We all get to it at some point. The big question: do I change my name or not? Frequently there’s another option: will he change his name or not?When DJ and I were engaged last time, nearly a decade ago, I assumed that I would just change my name. But somewhere in those ten years I grew more attached to my name.
We briefly discussed changing his name, or changing both our last names, but quickly ruled that out. DJ is named for his father and grandfather, all sharing the same first and last names. He also comes from a close extended family, and that identity is important to him.
I’m not particularly attached to my actual name; it’s nothing special, and I don’t particularly identify with my family of origin. But I’ve had that name for going on three decades, and I’m uncomfortable with leaving half my name behind for a whole new one. At the same time, I’d like for DJ and I to share the same name, and I’m thrilled to be a part of his wonderful family. (Seriously. I often joke that I am marrying him for his family.)

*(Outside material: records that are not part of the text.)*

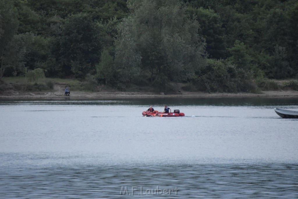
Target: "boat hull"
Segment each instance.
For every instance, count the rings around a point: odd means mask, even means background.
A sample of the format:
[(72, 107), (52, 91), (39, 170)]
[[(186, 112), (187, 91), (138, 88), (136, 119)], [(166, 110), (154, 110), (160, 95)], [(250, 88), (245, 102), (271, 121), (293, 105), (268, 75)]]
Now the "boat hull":
[(179, 117), (184, 116), (185, 115), (183, 113), (170, 112), (165, 113), (162, 112), (149, 112), (148, 111), (143, 111), (142, 115), (144, 116), (153, 116), (153, 117)]
[(274, 109), (275, 112), (283, 118), (298, 118), (298, 111)]

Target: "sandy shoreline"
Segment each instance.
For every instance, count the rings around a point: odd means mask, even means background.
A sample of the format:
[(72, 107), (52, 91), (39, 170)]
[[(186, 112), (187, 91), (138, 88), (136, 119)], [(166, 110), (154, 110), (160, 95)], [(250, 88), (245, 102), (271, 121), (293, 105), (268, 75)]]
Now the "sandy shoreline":
[(260, 93), (209, 93), (201, 92), (183, 92), (177, 94), (165, 94), (149, 92), (121, 92), (117, 91), (86, 92), (74, 91), (71, 92), (70, 97), (65, 96), (62, 92), (19, 92), (12, 91), (0, 94), (0, 99), (17, 99), (28, 98), (47, 99), (61, 98), (68, 98), (74, 99), (93, 98), (218, 98), (269, 97), (276, 98), (298, 98), (298, 91), (266, 91)]

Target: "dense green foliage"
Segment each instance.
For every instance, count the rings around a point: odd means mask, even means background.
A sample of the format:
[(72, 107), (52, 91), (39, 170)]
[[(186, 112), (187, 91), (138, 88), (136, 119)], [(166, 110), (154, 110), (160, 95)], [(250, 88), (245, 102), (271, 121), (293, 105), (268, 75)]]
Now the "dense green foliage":
[(297, 77), (297, 54), (295, 0), (0, 1), (0, 81), (255, 92)]

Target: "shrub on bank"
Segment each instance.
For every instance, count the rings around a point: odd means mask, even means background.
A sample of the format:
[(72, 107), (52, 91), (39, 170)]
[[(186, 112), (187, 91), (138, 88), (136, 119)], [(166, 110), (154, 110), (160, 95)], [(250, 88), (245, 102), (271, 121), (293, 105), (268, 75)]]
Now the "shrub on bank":
[(252, 72), (224, 60), (209, 60), (193, 80), (198, 90), (211, 92), (256, 92)]
[(298, 91), (298, 82), (296, 81), (290, 81), (284, 83), (283, 88), (284, 89), (291, 89)]
[(255, 82), (262, 90), (277, 90), (281, 89), (280, 87), (275, 82), (263, 77), (257, 77)]

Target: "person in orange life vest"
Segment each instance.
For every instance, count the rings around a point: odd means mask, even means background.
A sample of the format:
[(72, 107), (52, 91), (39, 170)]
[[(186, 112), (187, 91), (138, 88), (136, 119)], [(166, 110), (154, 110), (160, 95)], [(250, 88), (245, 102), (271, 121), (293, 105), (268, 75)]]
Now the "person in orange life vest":
[(154, 111), (154, 109), (152, 107), (150, 107), (148, 110), (147, 110), (147, 111), (149, 111), (149, 112), (153, 112)]

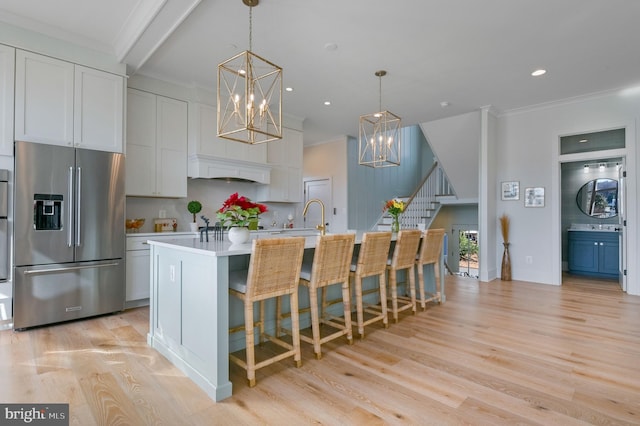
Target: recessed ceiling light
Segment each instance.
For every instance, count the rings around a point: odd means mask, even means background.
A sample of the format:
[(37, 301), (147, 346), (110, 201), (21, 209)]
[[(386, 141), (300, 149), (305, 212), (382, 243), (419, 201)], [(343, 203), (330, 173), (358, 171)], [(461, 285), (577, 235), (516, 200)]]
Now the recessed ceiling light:
[(334, 50), (337, 50), (337, 49), (338, 49), (337, 43), (327, 43), (324, 45), (324, 50), (328, 52), (333, 52)]

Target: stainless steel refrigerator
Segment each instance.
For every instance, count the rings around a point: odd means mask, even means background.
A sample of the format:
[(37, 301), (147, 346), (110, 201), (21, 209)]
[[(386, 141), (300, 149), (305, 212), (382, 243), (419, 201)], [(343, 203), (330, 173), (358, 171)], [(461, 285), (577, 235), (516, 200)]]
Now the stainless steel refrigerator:
[(124, 308), (122, 154), (15, 143), (14, 329)]

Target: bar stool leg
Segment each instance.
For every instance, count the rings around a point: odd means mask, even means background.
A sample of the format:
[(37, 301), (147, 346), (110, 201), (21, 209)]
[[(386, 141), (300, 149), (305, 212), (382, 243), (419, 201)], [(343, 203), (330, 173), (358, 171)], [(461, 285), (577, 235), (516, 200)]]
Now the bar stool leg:
[(264, 342), (266, 342), (267, 339), (265, 339), (264, 337), (264, 300), (260, 301), (260, 335), (259, 340), (258, 340), (258, 344), (260, 346), (262, 346), (264, 344)]
[[(387, 282), (385, 279), (386, 274), (378, 275), (378, 284), (380, 285), (380, 309), (382, 309), (382, 324), (384, 328), (389, 328), (389, 318), (387, 316)], [(397, 301), (396, 301), (397, 304)], [(397, 319), (396, 319), (397, 322)]]
[[(278, 298), (279, 299), (279, 298)], [(289, 295), (289, 306), (291, 309), (291, 337), (293, 339), (293, 361), (296, 368), (302, 367), (302, 356), (300, 353), (300, 313), (298, 312), (298, 292)]]
[(416, 265), (416, 268), (418, 269), (418, 287), (420, 287), (420, 308), (424, 311), (427, 309), (424, 294), (424, 265)]
[[(323, 289), (324, 290), (324, 289)], [(344, 326), (347, 329), (347, 341), (353, 345), (353, 329), (351, 328), (351, 290), (349, 289), (349, 281), (342, 283), (342, 306), (344, 308)], [(324, 292), (323, 292), (324, 296)]]
[(282, 330), (282, 296), (276, 297), (276, 337), (280, 337)]
[(249, 387), (252, 388), (256, 385), (256, 357), (255, 349), (253, 345), (253, 302), (246, 301), (244, 305), (244, 334), (245, 334), (245, 346), (247, 351), (247, 382)]
[(354, 281), (354, 287), (355, 287), (354, 290), (356, 293), (356, 321), (358, 323), (358, 334), (360, 335), (360, 339), (364, 339), (364, 312), (362, 307), (362, 278), (359, 275), (355, 275), (353, 281)]
[(320, 318), (318, 315), (318, 291), (309, 288), (309, 308), (311, 310), (311, 332), (313, 334), (313, 352), (316, 359), (322, 358), (320, 350)]
[(442, 282), (440, 282), (440, 262), (433, 264), (433, 272), (436, 279), (436, 297), (438, 298), (438, 304), (442, 304)]
[(393, 313), (393, 322), (398, 323), (398, 288), (397, 288), (397, 272), (389, 272), (389, 287), (391, 289), (391, 312)]
[(407, 269), (407, 275), (409, 276), (409, 295), (411, 296), (411, 312), (416, 314), (416, 274), (414, 266), (411, 265)]

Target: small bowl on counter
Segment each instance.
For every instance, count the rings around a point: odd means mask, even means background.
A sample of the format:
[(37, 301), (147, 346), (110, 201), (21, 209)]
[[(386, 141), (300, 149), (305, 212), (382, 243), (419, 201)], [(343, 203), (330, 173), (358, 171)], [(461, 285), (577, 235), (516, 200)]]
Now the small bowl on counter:
[(142, 225), (144, 225), (144, 218), (127, 219), (125, 221), (125, 227), (127, 229), (127, 233), (140, 232), (140, 228), (142, 228)]

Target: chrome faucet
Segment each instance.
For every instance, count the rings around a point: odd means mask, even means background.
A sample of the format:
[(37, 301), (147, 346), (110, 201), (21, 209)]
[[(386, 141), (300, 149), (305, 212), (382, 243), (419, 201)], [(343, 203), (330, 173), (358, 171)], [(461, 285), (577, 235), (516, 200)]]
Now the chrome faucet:
[(320, 220), (322, 221), (322, 223), (320, 225), (316, 225), (316, 229), (320, 231), (321, 235), (324, 235), (327, 231), (327, 226), (324, 223), (324, 204), (322, 203), (322, 201), (318, 200), (317, 198), (313, 198), (309, 201), (307, 201), (307, 203), (304, 205), (304, 210), (302, 210), (302, 217), (306, 217), (307, 216), (307, 210), (309, 210), (309, 205), (311, 203), (318, 203), (320, 204)]

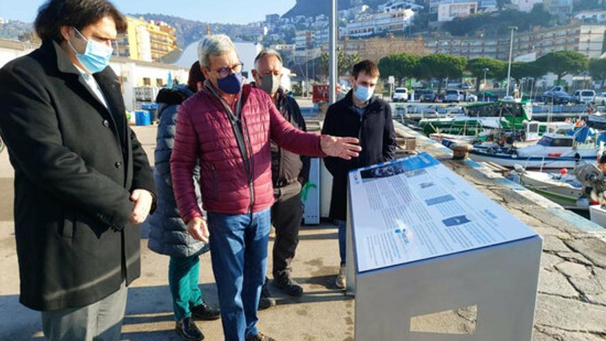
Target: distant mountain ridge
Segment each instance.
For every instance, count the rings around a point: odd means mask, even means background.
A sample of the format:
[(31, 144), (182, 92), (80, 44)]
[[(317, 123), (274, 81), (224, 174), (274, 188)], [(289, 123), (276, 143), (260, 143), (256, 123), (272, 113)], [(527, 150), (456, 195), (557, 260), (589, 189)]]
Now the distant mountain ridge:
[(164, 21), (176, 30), (177, 44), (185, 50), (189, 44), (199, 41), (206, 35), (207, 25), (209, 25), (211, 33), (224, 33), (230, 37), (236, 37), (243, 25), (231, 23), (208, 23), (202, 21), (189, 20), (171, 15), (154, 13), (129, 14), (134, 18), (143, 17), (145, 20)]
[[(374, 8), (386, 2), (389, 2), (389, 0), (338, 0), (337, 9), (337, 10), (348, 10), (359, 5), (368, 5)], [(331, 12), (331, 1), (329, 0), (297, 0), (295, 6), (286, 12), (283, 17), (293, 18), (297, 15), (305, 17), (328, 15)]]

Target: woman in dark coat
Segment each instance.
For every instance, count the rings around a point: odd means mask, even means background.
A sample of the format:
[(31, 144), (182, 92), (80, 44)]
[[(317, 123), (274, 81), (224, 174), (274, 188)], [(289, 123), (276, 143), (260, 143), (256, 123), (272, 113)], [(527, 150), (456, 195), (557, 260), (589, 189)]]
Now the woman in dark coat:
[[(187, 340), (201, 340), (202, 332), (193, 319), (216, 320), (219, 311), (206, 303), (198, 287), (200, 255), (207, 252), (206, 243), (193, 238), (187, 233), (175, 202), (170, 173), (170, 158), (175, 138), (175, 127), (179, 105), (202, 87), (204, 76), (200, 63), (189, 70), (188, 85), (163, 89), (156, 100), (160, 124), (158, 127), (155, 151), (154, 176), (158, 187), (158, 207), (149, 220), (150, 231), (147, 247), (158, 254), (170, 256), (169, 284), (173, 300), (176, 331)], [(194, 171), (194, 181), (199, 204), (202, 205), (198, 180), (199, 168)]]

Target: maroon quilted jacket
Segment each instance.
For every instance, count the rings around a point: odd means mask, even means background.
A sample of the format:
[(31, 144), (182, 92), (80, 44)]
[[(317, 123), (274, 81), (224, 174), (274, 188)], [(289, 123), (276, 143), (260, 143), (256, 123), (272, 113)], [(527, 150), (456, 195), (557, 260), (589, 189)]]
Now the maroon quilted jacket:
[(262, 211), (273, 203), (270, 140), (296, 154), (324, 156), (321, 136), (293, 127), (262, 90), (244, 85), (242, 96), (242, 121), (247, 128), (244, 140), (253, 155), (251, 184), (231, 123), (219, 99), (205, 89), (179, 108), (171, 173), (179, 212), (186, 223), (202, 216), (191, 183), (198, 159), (204, 209), (236, 214)]

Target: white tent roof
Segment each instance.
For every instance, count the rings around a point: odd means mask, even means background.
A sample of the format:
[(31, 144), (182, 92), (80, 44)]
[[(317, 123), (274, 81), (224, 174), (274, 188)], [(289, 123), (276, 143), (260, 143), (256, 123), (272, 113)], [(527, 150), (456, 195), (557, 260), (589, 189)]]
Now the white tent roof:
[[(191, 64), (198, 60), (198, 42), (194, 43), (185, 48), (179, 60), (174, 65), (189, 69)], [(251, 79), (252, 76), (250, 74), (250, 70), (255, 68), (255, 57), (261, 52), (263, 46), (258, 43), (234, 42), (233, 45), (236, 46), (236, 49), (238, 50), (238, 54), (240, 56), (240, 61), (244, 63), (243, 72), (248, 72), (249, 77)]]

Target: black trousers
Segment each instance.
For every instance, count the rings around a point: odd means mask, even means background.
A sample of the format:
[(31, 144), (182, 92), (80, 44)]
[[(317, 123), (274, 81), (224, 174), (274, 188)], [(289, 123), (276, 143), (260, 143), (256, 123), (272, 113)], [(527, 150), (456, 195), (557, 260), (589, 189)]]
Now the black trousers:
[(300, 194), (284, 200), (278, 198), (271, 207), (271, 223), (275, 227), (272, 269), (274, 278), (291, 274), (291, 263), (299, 244), (299, 227), (302, 218)]

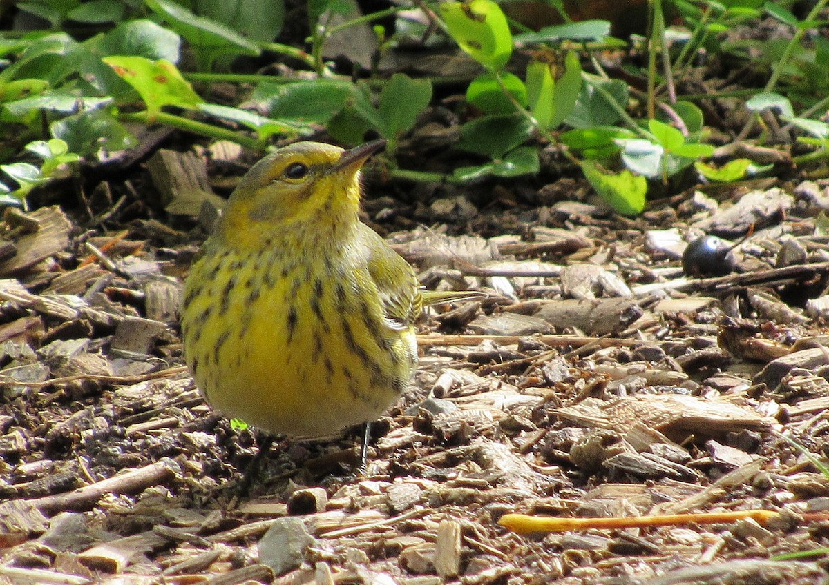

So, what’s left. Hyphenation. Hyphenation would give me a long and consonant-filled name, but it would be easy for me to remain Julia Remix professionally while having the option of Julia Remix-J or Julia J in my personal life.
Also, hyphenated names always make me think of Dynasty and Alexis Morell Carrington Colby Dexter Rowan. (Though I guess hers were not hyphenated so much as daisy-chained.) So until the novelty wears off my old-new name will make me giggle.